Denn es ist einfacher zu glauben, dass das Dilemma, in dem wir sitzen, von jemand anderen verschuldet wurde als durch uns selbst. So ziehen wir uns aus der Verantwortung, können laut jammern und brauchen nichts für eine Verbesserung unserer momentanen Lage zu tun. Denn ich bin ja nicht schuldig.
Falls wir aber doch Opfer einer Schuld geworden sind, stellt sich die Frage, ob der Beschuldigte sich seiner Schuld überhaupt bewusst ist.
Hat er nicht nur aus bestem Wissen und Gewissen gehandelt?
Hat er nicht das für sich Notwendige getan, weil er nach seinen Werten gehandelt hat?
Eine echte Schuldanerkennung setzt also voraus, dass die gleichen Wertvorstellungen vorliegen.
Da wir das aber nie genau wissen und das Verständnis auch nicht immer gegeben ist, ist das Vergeben die beste Möglichkeit, aus seinem Dilemma herauszukommen, um den inneren Frieden zu finden.
Vergeben ist nicht immer einfach. Vor allem dann nicht, wenn wir tiefgehend verletzt oder gekränkt wurden.
Für uns selbst – und für unsere Gesundheit – ist es jedoch enorm wichtig, verzeihen zu können. Tun wir es nicht, kann es uns daran hindern, Geschehenes hinter uns zu lassen und wieder mit voller Kraft nach vorne zu blicken.
Wenn wir einem anderen Menschen oder uns selbst vergeben, kehrt innerer Frieden ein und wir können wieder in der Gegenwart leben.
Nicht zu vergeben ist wie eine unerledigte wichtige Aufgabe, die unsere Aufmerksamkeit immer wieder auf sich zieht: In Gedanken beschäftigen wir uns immer mit der Person, die die vermeintliche Schuld an unserem Leid trägt.

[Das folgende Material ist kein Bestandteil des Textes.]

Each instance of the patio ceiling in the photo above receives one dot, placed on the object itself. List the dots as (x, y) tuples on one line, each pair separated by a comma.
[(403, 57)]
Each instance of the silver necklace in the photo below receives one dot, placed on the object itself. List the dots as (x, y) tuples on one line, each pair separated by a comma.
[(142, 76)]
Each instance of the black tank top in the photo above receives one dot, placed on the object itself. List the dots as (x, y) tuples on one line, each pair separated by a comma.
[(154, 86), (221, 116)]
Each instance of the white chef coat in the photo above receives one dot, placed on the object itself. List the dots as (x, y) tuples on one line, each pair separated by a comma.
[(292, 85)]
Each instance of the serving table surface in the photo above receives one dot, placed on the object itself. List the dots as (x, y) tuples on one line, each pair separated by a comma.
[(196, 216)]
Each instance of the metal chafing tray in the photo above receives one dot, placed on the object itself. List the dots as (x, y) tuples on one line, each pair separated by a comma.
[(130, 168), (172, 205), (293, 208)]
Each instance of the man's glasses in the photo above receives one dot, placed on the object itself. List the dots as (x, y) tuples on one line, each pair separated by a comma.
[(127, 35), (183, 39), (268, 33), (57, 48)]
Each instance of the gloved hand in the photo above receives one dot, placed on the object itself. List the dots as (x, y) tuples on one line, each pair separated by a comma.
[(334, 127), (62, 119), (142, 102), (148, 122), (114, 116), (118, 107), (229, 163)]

Unser Körper ist dadurch in einem permanenten Alarmzustand.
Durch das Verzeihen erlangen wir eine innere Freiheit.
Wir durchtrennen quasi ein Gummiband, das uns immer wieder in die Vergangenheit zieht, und können uns so wieder auf die Gegenwart konzentrieren.
Es ist eine innerliche Entscheidung, zu verzeihen.
Dabei helfen kann, sich daran zu erinnern, dass Menschen fehlbar sind.
Auch du selbst! Und dass ein weiteres entspanntes Zusammenleben mit diesem bestimmten Menschen nur durch Vergebung möglich wird.
Somit verzeihen wir für unser eigenes seelisches und körperliches Wohlbefinden.